Online game takes users into the world of office politics

A new office is handing out a most unusual employee handbook to its workers. The mission statement: Unseat the chief executive officer.

A Toronto business has turned the ins and outs of office life into an online game where players compete in the “toughest, meanest, slimiest office politics,” according to the Web site located at www.officepolitics.com. In this game, players are urged to “backstab, hire and fire" their way to the top.

The game posts five new moral and ethical questions each week. For example, “Your boss is desperate for someone to speak at a tradeshow. Do you go?” Users vote yes or no and learn the up-to-date results of the poll. Users then start, or join, a meeting. That’s when the fun really starts (see how to play the game below).

The game is the brainchild of husband-wife team Bill and Franke James of James Gang Advertising Inc. Officepolitics.com was launched in August and has about 1,800 registered users. It was inspired, in part, by recent well-publicized corporate scandals such as Enron and Worldcom.

“From the outside, everything looks peachy keen and then on the inside there’s a certain amount of rot,” Franke told the Ottawa Citizen. “I think we’re just fascinated by it and saw an opportunity to produce an entertaining game that was using this as a basis.”

But the site has a more serious side. Players are asked to fill out an optional survey form, and the demographic and psychographic profiles will be used as research data for the study of online communities and social networks.

How to play the game

Then users have the option to start their own meeting or join an existing one. Whoever starts the meeting is boss of that meeting. Here’s how the play goes from there:

•The boss opens the meeting and tells everyone how to vote.

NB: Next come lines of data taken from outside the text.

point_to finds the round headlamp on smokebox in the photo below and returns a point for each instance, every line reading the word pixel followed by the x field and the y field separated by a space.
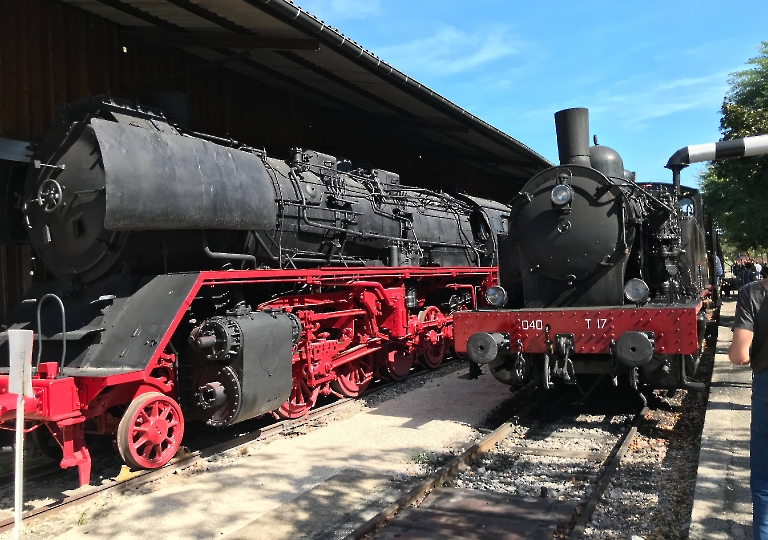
pixel 636 291
pixel 496 296
pixel 561 194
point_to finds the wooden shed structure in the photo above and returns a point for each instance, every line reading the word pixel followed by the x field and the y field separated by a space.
pixel 263 72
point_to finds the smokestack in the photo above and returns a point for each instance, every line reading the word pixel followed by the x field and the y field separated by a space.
pixel 572 126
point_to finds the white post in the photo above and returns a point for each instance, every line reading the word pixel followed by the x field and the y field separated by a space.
pixel 20 383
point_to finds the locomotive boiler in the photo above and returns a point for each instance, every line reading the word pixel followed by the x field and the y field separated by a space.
pixel 600 274
pixel 198 278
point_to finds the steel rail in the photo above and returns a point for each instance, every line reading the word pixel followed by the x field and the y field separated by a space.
pixel 443 474
pixel 140 478
pixel 179 463
pixel 608 473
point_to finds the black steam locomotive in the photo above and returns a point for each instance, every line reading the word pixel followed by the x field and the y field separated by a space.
pixel 602 275
pixel 199 278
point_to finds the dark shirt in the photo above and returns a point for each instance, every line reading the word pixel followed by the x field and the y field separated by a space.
pixel 752 315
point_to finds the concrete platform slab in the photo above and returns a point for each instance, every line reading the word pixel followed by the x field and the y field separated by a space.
pixel 233 491
pixel 722 506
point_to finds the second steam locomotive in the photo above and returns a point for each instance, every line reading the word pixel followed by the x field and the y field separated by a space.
pixel 197 278
pixel 602 275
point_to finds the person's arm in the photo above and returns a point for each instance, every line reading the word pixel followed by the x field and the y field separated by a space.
pixel 738 353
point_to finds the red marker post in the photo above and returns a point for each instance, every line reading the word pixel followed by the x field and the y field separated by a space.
pixel 20 383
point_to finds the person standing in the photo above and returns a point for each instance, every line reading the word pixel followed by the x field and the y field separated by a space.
pixel 750 346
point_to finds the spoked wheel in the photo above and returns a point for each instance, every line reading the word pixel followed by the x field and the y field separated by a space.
pixel 150 432
pixel 301 400
pixel 353 377
pixel 434 345
pixel 395 364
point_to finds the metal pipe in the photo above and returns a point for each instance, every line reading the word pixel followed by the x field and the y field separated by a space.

•The other players submit secret votes, but can post public comments.

•The boss opens the secret votes he chooses, trying not to open any that may be opposed to the way she wants the group to vote.

•With each matching vote, the meeting score goes up 10 points. All players with open votes get points.

•If the boss opens your vote and it’s a “backstabbing” vote, you get double points. Everyone else gets nothing.

Points are accumulated through different meetings to figure out who is the CEO of the entire game. At last check, that honour went to a user known as “redsonja13” who had accumulated 114,380 points.